Transformers, large language models, foundational models, agentic AI … The past two years have been an explosion of Generative AI technology, accompanied by the requisite new lexicon of terminology, acronyms, and concepts to get familiar with. As we tidy up the last loose ends of 2024 and look ahead to ‘25, it’s time to get acquainted with another AI term: World models.
What is a world model? There’s no single agreed upon definition, but I like Runway’s take from last year:
A world model is an AI system that builds an internal representation of an environment, and uses it to simulate future events within that environment.
A good way to explain what a world model is to liken it to the way us humans understand the world around us. Human beings create mental models of the world around us to help us make sense of, and act in, our surroundings. These models help us anticipate — predict, really — what’s going to happen in a given situation, and decide how to react.
This world models research paper uses the example of a batter in a baseball game leveraging mental models to hit a 100 mph fastball. A ball travelling that fast will reach home plate before visual signals from the pitch make it to the batter’s brain. So the batter instead relies on what they know about how to hit a fastball — their mental model of the situation — to decide when and where to swing. Swinging at the pitch is essentially instinctual for a seasoned hitter who’s created a mental model of facing fastballs based on countless at-bats over a lifetime of playing.

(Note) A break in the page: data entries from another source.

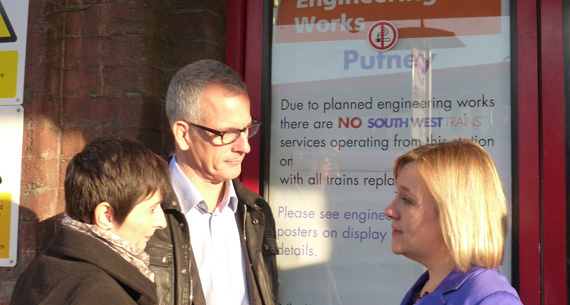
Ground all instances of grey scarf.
[61,216,154,282]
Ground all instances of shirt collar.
[169,155,238,214]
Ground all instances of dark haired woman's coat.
[10,227,157,305]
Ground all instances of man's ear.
[172,121,190,151]
[94,202,115,230]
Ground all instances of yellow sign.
[0,2,17,42]
[0,194,12,258]
[0,51,18,98]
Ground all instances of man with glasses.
[146,60,278,305]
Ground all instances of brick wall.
[0,0,226,305]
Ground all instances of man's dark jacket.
[145,180,278,305]
[10,226,157,305]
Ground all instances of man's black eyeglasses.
[184,118,261,145]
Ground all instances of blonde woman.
[386,140,522,305]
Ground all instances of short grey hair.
[166,59,247,126]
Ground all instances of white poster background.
[268,1,512,305]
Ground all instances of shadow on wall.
[0,206,63,305]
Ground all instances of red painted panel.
[226,0,263,192]
[513,0,541,305]
[242,0,266,192]
[540,0,567,304]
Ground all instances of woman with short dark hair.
[11,137,171,305]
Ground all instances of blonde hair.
[394,139,508,272]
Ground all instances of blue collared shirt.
[170,156,249,305]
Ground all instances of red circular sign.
[368,20,398,51]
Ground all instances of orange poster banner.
[275,0,501,43]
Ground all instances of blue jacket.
[401,267,522,305]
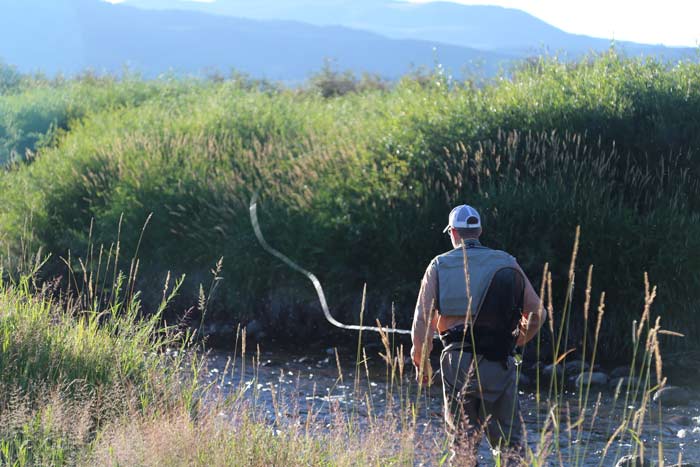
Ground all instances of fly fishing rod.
[249,194,411,334]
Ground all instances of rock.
[576,371,610,389]
[608,376,639,392]
[518,373,532,387]
[245,319,265,339]
[542,363,564,378]
[664,415,693,426]
[654,386,690,406]
[615,454,652,467]
[564,360,591,374]
[610,366,630,379]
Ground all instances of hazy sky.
[410,0,700,46]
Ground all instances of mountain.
[125,0,695,60]
[0,0,512,82]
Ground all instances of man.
[411,205,546,463]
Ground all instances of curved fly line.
[249,194,411,334]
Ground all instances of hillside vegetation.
[0,52,700,358]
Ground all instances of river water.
[198,347,700,466]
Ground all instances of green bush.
[0,53,700,358]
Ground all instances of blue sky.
[410,0,700,46]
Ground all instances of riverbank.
[0,51,700,358]
[0,268,700,466]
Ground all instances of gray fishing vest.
[435,242,517,316]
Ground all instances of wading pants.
[440,352,522,465]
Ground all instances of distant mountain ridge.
[0,0,513,81]
[125,0,695,60]
[0,0,696,82]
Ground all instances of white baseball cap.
[442,204,481,233]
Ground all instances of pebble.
[575,371,610,389]
[610,366,630,379]
[564,360,591,374]
[615,454,652,467]
[608,376,639,392]
[654,386,690,406]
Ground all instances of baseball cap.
[442,204,481,233]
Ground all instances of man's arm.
[411,263,437,380]
[515,266,547,347]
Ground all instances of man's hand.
[414,361,433,387]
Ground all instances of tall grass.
[0,53,700,356]
[0,226,688,466]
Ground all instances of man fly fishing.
[411,204,546,465]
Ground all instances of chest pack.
[435,243,525,360]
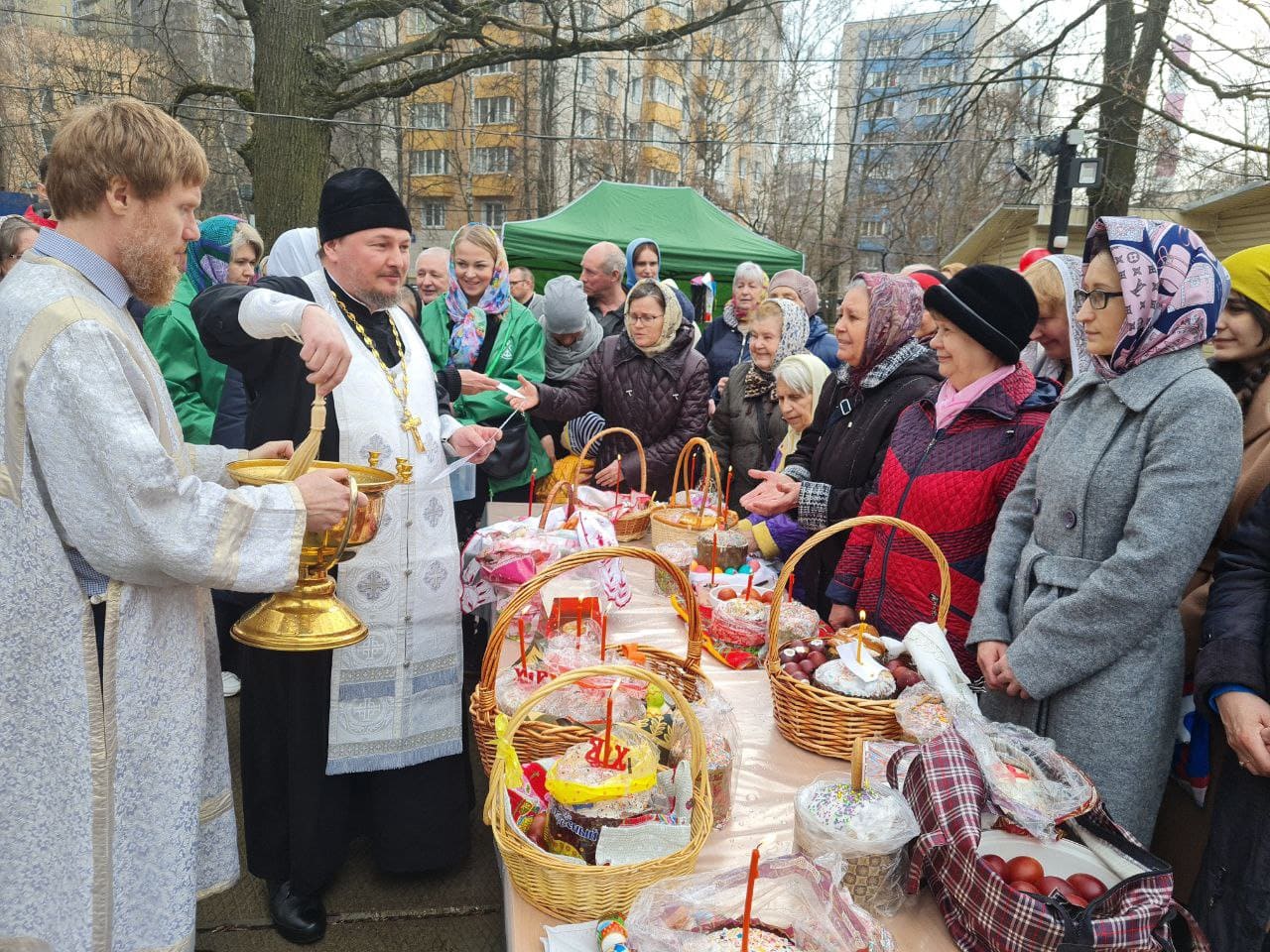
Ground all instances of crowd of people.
[0,93,1270,952]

That added dimension of understanding is the big difference between a generative model and a world model. A generative AI model can predict what the next frame should look like in a video of a leaf floating along in the breeze; a world model will understand the physics that make the leaf move (and can generate a video based on that understanding). While world models are capable of more than video generation, there’s evidence — and lots of optimism — that they might be key to advancing the state of the art in AI generated video. If a world model understands physics, for instance, it would know that fingers on a human hand can’t combine, separate, and otherwise morph into other shapes in real time. Ergo, it wouldn’t spit out the kinds of surreal video clips involving hands that current Gen AI video systems are known for.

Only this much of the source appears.